On the Elasticsearch side of things it's a fairly default install -- we have a two-node cluster running inside two separate VirtuozzoLinux containers, both with 4GB RAM allocated. JVM heap is set to 2GB. Both servers are deployed using the official elasticsearch Puppet module, so should be identical, and the only non-default configuration is the heap and various cluster-related settings:
config => {
'cluster.name' => "pc-${server_facts['environment']}",
'network.host' => '0.0.0.0',
'cluster.initial_master_nodes' => "${facts['hostname']}-${facts['fqdn']}",
'discovery.zen.ping.unicast.hosts' => join($server_ips, ','),
},
jvm_options => [
'-Xms2g',
'-Xmx2g',
],
Our indexing script can be quite happily chugging along, indexing around 1000 docs/sec, when all of a sudden it starts getting 429 responses back from ES:
{
"error" : {
"bytes_wanted" : 2080067686,
"reason" : "[parent] Data too large, data for [<http_request>] would be [2080067686/1.9gb], which is larger than the limit of [2040109465/1.8gb], real usage: [2079974248/1.9gb], new bytes reserved: [93438/91.2kb]",
"root_cause" : [
{
"bytes_wanted" : 2080067686,
"type" : "circuit_breaking_exception",
"bytes_limit" : 2040109465,
"durability" : "PERMANENT",
"reason" : "[parent] Data too large, data for [<http_request>] would be [2080067686/1.9gb], which is larger than the limit of [2040109465/1.8gb], real usage: [2079974248/1.9gb], new bytes reserved: [93438/91.2kb]"
}
],
"durability" : "PERMANENT",
"type" : "circuit_breaking_exception",
"bytes_limit" : 2040109465
},
"status" : 429
}
At this point, our code recognises the circuit_breaking_exception, and will retry the failed request after waiting for a few seconds (somewhere between 5s and 30s). However, it is somewhat random as to how long it can take Elasticsearch to start responding again. The first time it happened on my current run of the script it took 13 minutes to start indexing again. As I write this it's happening again, but the script has been sitting there for almost an hour but is still getting 429 responses.
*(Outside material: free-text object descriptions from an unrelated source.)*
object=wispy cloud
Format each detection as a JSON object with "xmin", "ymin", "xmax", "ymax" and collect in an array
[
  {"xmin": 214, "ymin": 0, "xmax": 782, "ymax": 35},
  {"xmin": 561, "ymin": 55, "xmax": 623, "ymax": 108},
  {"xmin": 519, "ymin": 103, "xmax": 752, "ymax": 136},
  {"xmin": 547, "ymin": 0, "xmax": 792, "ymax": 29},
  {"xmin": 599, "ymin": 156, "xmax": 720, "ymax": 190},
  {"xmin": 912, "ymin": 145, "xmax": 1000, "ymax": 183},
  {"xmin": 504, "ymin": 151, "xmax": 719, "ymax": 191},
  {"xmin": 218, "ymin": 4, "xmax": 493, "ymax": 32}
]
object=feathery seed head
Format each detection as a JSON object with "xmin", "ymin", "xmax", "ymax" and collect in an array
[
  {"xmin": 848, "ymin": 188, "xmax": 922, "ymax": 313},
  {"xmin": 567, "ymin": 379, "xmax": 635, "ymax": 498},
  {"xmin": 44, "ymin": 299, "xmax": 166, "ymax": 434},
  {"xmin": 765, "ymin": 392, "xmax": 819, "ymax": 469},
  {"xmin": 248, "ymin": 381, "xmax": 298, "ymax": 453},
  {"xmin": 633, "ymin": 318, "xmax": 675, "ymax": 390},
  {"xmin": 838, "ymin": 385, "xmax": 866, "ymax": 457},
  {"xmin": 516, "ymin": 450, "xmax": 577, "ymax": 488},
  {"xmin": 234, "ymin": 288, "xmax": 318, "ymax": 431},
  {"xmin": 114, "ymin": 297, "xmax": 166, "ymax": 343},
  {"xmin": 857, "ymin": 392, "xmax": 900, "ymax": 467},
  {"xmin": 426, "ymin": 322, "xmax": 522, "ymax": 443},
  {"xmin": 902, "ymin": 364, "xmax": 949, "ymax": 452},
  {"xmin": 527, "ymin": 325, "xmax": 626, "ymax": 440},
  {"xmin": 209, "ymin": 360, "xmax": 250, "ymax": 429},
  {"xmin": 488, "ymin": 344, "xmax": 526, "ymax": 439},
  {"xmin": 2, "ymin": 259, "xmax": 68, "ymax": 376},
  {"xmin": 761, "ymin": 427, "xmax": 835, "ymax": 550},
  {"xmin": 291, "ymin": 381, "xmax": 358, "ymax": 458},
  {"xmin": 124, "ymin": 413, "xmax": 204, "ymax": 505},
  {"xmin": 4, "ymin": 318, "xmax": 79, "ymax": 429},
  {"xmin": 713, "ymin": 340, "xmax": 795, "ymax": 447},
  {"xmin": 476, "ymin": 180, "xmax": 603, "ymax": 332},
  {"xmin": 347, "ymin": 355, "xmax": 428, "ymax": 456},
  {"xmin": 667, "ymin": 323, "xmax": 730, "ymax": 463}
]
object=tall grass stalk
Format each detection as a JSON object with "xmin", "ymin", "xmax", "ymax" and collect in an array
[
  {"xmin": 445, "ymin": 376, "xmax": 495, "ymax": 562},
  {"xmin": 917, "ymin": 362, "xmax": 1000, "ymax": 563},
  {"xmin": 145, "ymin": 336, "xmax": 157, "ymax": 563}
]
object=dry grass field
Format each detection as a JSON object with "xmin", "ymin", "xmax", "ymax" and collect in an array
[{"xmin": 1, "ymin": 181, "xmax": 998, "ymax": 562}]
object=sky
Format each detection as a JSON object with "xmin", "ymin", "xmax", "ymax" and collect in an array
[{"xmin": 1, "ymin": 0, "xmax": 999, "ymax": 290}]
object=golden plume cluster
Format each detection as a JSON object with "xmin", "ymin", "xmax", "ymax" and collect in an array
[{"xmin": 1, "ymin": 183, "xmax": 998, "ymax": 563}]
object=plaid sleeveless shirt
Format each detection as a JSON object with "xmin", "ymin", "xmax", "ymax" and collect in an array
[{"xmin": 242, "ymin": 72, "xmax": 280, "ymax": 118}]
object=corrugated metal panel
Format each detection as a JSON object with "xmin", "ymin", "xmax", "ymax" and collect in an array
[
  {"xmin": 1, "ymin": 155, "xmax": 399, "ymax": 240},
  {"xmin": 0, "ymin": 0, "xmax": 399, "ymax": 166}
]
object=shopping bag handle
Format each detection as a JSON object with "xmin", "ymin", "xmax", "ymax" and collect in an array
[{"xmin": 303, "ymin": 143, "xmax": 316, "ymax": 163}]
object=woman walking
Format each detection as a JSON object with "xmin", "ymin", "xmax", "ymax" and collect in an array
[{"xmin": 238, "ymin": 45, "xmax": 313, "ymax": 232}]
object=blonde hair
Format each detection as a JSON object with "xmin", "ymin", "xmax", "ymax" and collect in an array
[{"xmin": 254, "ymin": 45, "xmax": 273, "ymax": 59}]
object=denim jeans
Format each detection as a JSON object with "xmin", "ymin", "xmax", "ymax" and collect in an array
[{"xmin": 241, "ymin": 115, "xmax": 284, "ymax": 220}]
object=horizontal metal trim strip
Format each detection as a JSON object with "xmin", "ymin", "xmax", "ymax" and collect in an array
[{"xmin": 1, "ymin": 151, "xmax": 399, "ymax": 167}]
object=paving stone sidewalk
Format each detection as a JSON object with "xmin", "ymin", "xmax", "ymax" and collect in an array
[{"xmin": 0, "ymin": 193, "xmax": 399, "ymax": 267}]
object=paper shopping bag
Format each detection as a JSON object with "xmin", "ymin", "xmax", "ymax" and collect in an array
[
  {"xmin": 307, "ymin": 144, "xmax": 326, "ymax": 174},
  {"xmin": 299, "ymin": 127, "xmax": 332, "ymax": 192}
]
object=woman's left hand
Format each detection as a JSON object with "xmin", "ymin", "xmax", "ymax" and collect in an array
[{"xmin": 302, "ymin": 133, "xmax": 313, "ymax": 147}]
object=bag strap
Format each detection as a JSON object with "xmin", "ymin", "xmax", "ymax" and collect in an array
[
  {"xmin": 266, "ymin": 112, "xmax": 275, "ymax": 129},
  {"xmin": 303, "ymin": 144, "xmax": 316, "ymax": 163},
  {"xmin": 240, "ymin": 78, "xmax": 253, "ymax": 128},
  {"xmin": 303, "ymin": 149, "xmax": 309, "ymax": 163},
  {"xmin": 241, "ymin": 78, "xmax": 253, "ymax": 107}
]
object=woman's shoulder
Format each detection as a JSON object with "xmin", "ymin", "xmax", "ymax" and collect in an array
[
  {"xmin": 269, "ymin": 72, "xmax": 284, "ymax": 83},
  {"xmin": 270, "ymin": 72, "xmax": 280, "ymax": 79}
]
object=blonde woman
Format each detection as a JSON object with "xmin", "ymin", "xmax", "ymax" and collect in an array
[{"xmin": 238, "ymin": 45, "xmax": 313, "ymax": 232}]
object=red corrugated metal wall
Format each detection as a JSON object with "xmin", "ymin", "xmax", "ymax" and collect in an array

I've also noticed that occasionally we get "shard not found" errors, which I don't really understand. The cluster status remains at GREEN throughout with all shards allocated (6 shards split evenly across the 2 nodes):
{
"index" : {
"_type" : "_doc",
"_index" : "pafentries_2019-01",
"error" : {
"index" : "pafentries_2019-01",
"type" : "shard_not_found_exception",
"index_uuid" : "7PftHIbDR3etFfqpU7KRXQ",
"shard" : "2",
"reason" : "no such shard"
},
"_id" : "SYd0j2sBINvOkoYgEkSp",
"status" : 404
}
}
In the meantime, Elasticsearch is sitting there doing nothing. CPU usage is at 0-1%. I/O is at 0%. This is what doesn't make any sense to me at all -- it would appear it has a full queue of documents to index, but it's not actually indexing anything so the queue never empties.
There's no search load on the cluster either, other than a handful of queries I did manually to see if searching was still working while the indexing was paused (answer: maybe -- some searches failed with the same circuit_breaking_exception
as above, whereas others were fine and returned almost instantly).
I've put up a gist here with the log output from both nodes plus the output of running jstack
on one of the processes.
Anyone have any clue what could be going on here? Is it an Elasticsearch issue or is our indexing script doing something wrong?